Now $g(x)=3ax^2+x(2b-6a)+(c-2b+6a)$
The point is as $f(x)$ is strictly increasing, so does $f^{''}(x)$ and so does $f^{'''}(x)$ . Basically $f^{''}(x) \implies$ the rate of increase of $f^{'}(x)$ and $f^{'''}(x)\implies$ the increasing rate of $f^{''}(x)$. Thus when $f^{'}(x)$ goes on strictly increasing, $f^{''}(x)$ increases at a lower rate and $f^{'''}(x)$ increases at a still lower rate.

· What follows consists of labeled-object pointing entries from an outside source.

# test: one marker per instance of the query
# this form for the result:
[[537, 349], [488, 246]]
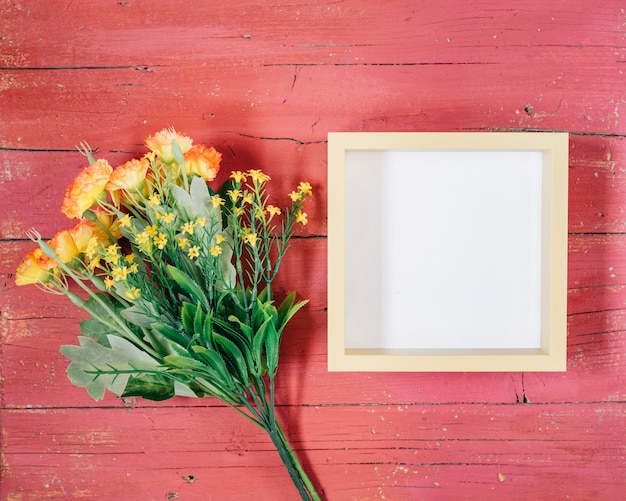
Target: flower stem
[[298, 475]]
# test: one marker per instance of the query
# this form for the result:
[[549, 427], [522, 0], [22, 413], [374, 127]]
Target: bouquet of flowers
[[176, 278]]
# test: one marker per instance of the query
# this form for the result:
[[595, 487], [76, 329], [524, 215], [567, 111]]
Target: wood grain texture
[[264, 82]]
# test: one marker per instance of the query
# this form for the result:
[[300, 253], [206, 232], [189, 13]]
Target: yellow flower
[[301, 218], [160, 240], [258, 176], [250, 239], [216, 200], [161, 144], [87, 189], [273, 210], [234, 194], [154, 200], [112, 254], [166, 217], [215, 250], [151, 230], [188, 227], [193, 251], [36, 268], [125, 221], [94, 263], [119, 273], [202, 161], [128, 180], [109, 282], [305, 188], [238, 176]]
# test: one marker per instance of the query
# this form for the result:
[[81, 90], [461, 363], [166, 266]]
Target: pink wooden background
[[264, 82]]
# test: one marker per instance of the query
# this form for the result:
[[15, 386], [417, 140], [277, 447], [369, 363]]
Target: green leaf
[[234, 356], [286, 313], [150, 387], [188, 284], [215, 360], [271, 349], [98, 368], [97, 330], [188, 315], [171, 334], [183, 362], [136, 315]]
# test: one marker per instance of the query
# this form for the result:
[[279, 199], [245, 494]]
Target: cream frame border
[[552, 355]]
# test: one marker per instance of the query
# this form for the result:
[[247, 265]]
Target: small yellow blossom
[[119, 273], [94, 263], [238, 176], [193, 252], [305, 188], [216, 200], [301, 218], [160, 240], [188, 227], [112, 253], [273, 210], [258, 176], [166, 217], [143, 238], [109, 282], [154, 200], [250, 239], [151, 230], [125, 221], [234, 194], [215, 250], [133, 294]]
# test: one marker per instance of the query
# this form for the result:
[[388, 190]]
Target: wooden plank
[[353, 452], [32, 183], [34, 325], [264, 82]]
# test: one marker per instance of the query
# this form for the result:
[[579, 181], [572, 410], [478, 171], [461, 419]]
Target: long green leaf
[[188, 284], [234, 356]]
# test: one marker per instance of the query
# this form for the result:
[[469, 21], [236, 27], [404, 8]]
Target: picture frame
[[447, 252]]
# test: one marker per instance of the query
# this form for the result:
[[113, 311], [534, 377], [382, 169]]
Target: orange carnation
[[36, 268], [161, 144], [64, 246], [128, 179], [202, 161], [84, 231], [86, 189]]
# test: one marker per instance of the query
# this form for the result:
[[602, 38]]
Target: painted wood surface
[[264, 82]]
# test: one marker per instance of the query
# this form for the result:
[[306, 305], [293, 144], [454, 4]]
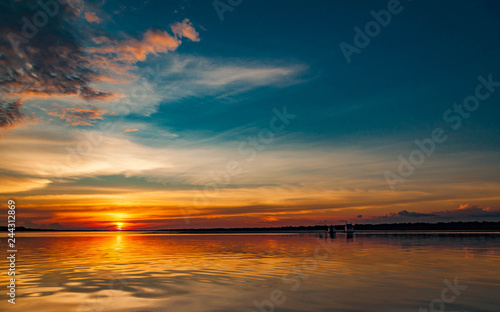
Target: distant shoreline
[[361, 228]]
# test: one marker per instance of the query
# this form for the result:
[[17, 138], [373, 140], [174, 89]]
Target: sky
[[236, 113]]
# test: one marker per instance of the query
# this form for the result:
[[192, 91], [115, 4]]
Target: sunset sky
[[177, 114]]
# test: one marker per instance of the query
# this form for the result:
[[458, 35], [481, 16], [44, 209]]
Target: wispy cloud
[[78, 115]]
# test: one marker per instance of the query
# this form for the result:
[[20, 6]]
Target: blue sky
[[214, 86]]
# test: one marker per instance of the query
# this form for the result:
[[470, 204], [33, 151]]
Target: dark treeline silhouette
[[421, 226]]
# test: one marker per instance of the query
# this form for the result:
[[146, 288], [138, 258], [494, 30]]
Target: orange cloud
[[154, 41], [91, 17], [79, 116]]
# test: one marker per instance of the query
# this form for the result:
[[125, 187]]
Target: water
[[127, 271]]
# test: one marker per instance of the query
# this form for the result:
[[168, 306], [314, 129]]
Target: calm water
[[292, 272]]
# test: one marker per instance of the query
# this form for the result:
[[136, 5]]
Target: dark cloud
[[466, 212], [11, 116], [42, 55]]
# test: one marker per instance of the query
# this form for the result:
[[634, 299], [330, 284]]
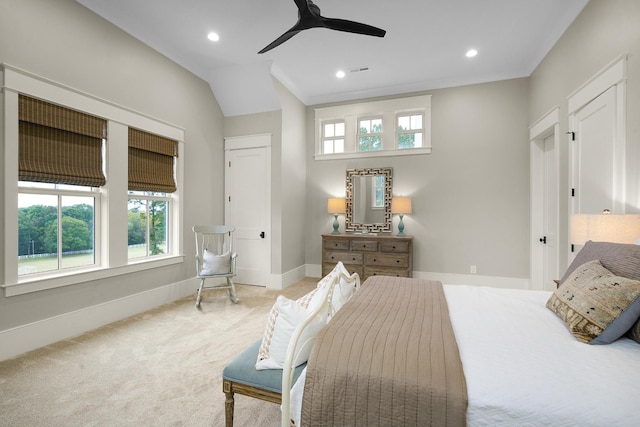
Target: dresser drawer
[[364, 246], [336, 245], [394, 247], [345, 257], [384, 260]]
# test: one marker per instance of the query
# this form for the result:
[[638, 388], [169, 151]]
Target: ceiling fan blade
[[283, 38], [352, 27]]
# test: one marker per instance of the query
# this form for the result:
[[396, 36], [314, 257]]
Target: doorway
[[544, 138], [248, 205]]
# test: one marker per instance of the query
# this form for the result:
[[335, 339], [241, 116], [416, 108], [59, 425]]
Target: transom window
[[410, 130], [333, 137], [370, 134], [388, 127]]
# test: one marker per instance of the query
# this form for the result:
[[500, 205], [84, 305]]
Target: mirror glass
[[368, 200]]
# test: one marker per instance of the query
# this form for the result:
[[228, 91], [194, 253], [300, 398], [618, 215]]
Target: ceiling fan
[[309, 17]]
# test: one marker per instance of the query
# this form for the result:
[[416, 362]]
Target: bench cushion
[[243, 370]]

Thus $f^{'}(x)-f^{''}(x)+f^{'''}(x)>0$ as $f^{'}(x)+f^{'''}(x)$ always adds upto something $> f^{''}(x)$ Why?
$f^{'}(x)>f^{''}(x)\implies f^{'}(x)-f^{''}(x)>0\implies f^{'}(x)-f^{''}(x)+f^{'''}(x)>0$
Thus $g(x)>0$ for all $x \in \mathbb{R}$
Now my question is why is $g(x)$ not strictly increasing?
This question has 4 choices:
A. zero for some $x \in \mathbb{R}$
B. $g(x)>0$ for all $x \in \mathbb{R}$
C. negative for all $x \in \mathbb{R}$
D. strictly increasing.
Now I am confused between B and D. The answer however is B. $g(x)>0$ for all $x \in \mathbb{R}$
But why not D. strictly increasing.?
Please give proper reasoning to answer the question.

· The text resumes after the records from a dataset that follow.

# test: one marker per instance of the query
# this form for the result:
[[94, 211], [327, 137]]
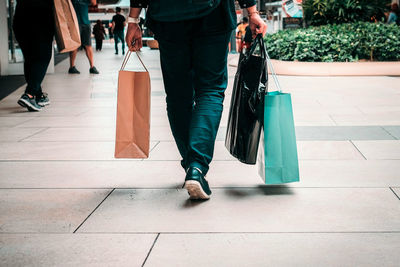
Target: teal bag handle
[[278, 85]]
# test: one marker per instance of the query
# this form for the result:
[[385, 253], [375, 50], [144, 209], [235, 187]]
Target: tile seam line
[[151, 249], [394, 137], [256, 186], [351, 141], [39, 132], [391, 189], [199, 233], [167, 160], [93, 211]]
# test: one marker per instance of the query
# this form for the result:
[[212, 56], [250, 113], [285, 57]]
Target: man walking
[[118, 25], [193, 38], [82, 12]]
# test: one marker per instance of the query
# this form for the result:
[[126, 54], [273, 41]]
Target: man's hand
[[257, 25], [134, 37]]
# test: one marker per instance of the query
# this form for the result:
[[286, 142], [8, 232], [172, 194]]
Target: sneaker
[[43, 100], [29, 102], [93, 70], [196, 185], [73, 70]]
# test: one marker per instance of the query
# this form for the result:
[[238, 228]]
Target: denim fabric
[[194, 65]]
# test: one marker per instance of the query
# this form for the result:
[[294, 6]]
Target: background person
[[82, 12], [193, 41], [36, 46], [118, 25], [99, 32]]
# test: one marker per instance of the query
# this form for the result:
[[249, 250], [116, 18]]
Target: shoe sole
[[28, 105], [195, 190], [44, 104]]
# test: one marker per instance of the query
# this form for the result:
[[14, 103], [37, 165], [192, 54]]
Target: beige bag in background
[[67, 27], [133, 113]]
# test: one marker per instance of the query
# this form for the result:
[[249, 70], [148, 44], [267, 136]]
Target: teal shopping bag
[[278, 161]]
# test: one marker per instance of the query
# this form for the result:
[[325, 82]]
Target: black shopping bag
[[247, 105]]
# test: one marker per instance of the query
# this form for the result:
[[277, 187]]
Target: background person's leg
[[37, 55]]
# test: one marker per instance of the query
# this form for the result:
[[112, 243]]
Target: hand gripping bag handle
[[126, 59]]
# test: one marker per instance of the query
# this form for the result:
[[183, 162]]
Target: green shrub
[[339, 43], [321, 12]]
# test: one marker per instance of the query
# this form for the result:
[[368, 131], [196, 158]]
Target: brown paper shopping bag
[[67, 27], [133, 113]]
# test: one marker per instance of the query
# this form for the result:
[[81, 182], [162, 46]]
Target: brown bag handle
[[126, 59]]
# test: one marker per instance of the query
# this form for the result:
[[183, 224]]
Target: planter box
[[297, 68]]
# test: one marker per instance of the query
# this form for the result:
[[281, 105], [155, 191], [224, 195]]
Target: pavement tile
[[74, 250], [313, 119], [342, 133], [349, 173], [69, 122], [73, 135], [59, 150], [328, 150], [367, 119], [301, 249], [262, 209], [383, 149], [15, 135], [35, 210], [393, 130], [8, 122]]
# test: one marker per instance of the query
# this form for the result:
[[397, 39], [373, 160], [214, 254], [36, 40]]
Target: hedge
[[337, 43]]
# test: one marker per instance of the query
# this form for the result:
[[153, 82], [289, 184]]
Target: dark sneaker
[[73, 70], [93, 70], [196, 185], [29, 103], [43, 100]]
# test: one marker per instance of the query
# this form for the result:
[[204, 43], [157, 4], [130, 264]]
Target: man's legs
[[116, 39], [72, 57], [210, 80], [176, 65], [89, 54], [122, 41]]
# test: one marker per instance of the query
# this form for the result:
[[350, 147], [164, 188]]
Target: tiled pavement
[[66, 201]]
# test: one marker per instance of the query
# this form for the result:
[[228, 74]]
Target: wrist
[[252, 10], [135, 20], [134, 12]]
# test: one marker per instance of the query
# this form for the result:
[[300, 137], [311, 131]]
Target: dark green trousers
[[194, 65]]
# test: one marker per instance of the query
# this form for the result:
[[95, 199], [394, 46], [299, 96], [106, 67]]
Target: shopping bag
[[133, 113], [67, 27], [247, 104], [277, 158]]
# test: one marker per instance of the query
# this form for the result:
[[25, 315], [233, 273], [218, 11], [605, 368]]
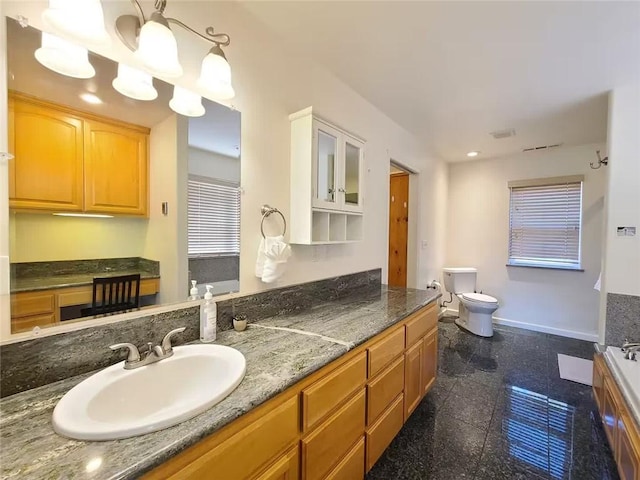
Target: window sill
[[546, 267]]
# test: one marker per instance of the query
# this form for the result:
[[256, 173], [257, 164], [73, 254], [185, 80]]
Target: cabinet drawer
[[382, 352], [287, 467], [25, 324], [326, 394], [249, 449], [381, 391], [420, 324], [380, 435], [23, 304], [352, 465], [331, 440]]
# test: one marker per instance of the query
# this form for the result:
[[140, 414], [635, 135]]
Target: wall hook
[[601, 161]]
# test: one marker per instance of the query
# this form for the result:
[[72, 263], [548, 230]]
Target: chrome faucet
[[630, 350], [153, 353]]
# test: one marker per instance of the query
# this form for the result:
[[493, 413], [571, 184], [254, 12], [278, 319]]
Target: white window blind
[[213, 217], [545, 222]]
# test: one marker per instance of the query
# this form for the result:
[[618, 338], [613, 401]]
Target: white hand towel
[[273, 257]]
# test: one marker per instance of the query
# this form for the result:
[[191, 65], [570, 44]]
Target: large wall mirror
[[103, 185]]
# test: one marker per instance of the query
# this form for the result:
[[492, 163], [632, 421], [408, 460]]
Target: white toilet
[[475, 310]]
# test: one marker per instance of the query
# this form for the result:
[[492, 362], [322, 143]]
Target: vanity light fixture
[[187, 103], [91, 98], [83, 215], [155, 47], [79, 20], [134, 83], [64, 57]]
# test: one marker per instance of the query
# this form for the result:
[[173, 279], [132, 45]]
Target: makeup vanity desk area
[[38, 301]]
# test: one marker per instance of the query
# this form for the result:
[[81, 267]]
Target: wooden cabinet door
[[412, 379], [116, 169], [287, 467], [46, 173], [429, 360], [598, 380], [609, 415], [627, 457]]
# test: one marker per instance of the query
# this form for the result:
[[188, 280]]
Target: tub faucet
[[630, 350], [153, 353]]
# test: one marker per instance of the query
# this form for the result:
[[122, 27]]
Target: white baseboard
[[589, 337]]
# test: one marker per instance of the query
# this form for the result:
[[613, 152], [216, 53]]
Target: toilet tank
[[459, 280]]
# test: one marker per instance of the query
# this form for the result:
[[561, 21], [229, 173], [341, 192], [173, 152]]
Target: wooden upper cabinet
[[116, 164], [68, 160], [47, 172]]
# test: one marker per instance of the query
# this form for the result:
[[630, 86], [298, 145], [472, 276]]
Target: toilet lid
[[479, 297]]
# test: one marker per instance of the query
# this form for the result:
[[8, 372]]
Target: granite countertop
[[32, 284], [276, 359]]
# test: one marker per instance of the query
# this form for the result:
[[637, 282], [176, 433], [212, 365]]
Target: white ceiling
[[452, 72]]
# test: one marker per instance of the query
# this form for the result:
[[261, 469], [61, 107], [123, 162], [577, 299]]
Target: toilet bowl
[[475, 313]]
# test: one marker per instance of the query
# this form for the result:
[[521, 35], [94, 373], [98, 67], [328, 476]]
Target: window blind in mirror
[[213, 217]]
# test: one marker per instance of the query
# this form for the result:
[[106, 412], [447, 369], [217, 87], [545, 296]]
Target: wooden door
[[46, 173], [429, 360], [412, 379], [116, 169], [398, 229]]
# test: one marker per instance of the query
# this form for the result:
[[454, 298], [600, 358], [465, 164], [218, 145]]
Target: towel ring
[[266, 210]]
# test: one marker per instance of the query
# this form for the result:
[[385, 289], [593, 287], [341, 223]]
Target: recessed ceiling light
[[91, 98]]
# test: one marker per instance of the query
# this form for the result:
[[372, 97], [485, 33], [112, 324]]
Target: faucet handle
[[133, 355], [166, 341]]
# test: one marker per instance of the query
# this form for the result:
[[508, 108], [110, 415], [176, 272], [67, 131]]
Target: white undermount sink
[[117, 403]]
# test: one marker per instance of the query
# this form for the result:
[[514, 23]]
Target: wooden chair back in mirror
[[114, 294]]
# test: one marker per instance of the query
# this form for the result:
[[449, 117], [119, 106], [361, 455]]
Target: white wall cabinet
[[327, 179]]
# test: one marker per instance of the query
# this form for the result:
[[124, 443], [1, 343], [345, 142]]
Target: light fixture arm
[[221, 39]]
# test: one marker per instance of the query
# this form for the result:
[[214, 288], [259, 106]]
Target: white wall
[[166, 235], [623, 197], [270, 84], [211, 164], [560, 302]]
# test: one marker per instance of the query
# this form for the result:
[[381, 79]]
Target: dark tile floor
[[499, 410]]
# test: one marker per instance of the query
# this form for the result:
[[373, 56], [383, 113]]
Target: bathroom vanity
[[325, 391], [619, 417]]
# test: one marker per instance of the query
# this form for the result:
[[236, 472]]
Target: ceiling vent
[[541, 147], [499, 134]]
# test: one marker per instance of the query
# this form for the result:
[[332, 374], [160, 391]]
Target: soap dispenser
[[193, 293], [208, 317]]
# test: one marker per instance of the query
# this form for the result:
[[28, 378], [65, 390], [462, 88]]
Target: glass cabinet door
[[352, 175], [325, 168]]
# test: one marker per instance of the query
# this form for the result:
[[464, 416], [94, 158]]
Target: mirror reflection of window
[[214, 200]]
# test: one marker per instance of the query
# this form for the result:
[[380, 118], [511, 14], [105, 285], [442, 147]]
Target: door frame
[[413, 253]]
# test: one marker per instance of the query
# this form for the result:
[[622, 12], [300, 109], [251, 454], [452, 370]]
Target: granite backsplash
[[623, 319], [39, 361], [74, 267]]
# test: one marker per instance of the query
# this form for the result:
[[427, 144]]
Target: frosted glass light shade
[[80, 20], [186, 102], [134, 83], [158, 49], [64, 57], [215, 77]]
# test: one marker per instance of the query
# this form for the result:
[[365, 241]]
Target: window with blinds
[[545, 220], [213, 217]]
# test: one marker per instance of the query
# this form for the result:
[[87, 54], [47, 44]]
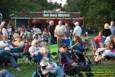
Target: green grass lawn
[[100, 70]]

Answer to first question: Because it is quadratic function.
It has extremmum. If $a>0$ it has minimum and if $a<0$ it has maximum.
Since $f$ is increasing we have $f'(x)>0$ for all $x$ so $$3ax^2+2bx+c>0$$ for all $x$ so it discriminat $D_{f'} = 4b^2-12ac$ is negative and $a>0$, so discirimnant for $g$ is
$$D_g = (2b-6a)^2 - 12a(c-2b+6a) = 4(b^2-4ac)<0$$
so $g(x)>0$ for all $x$.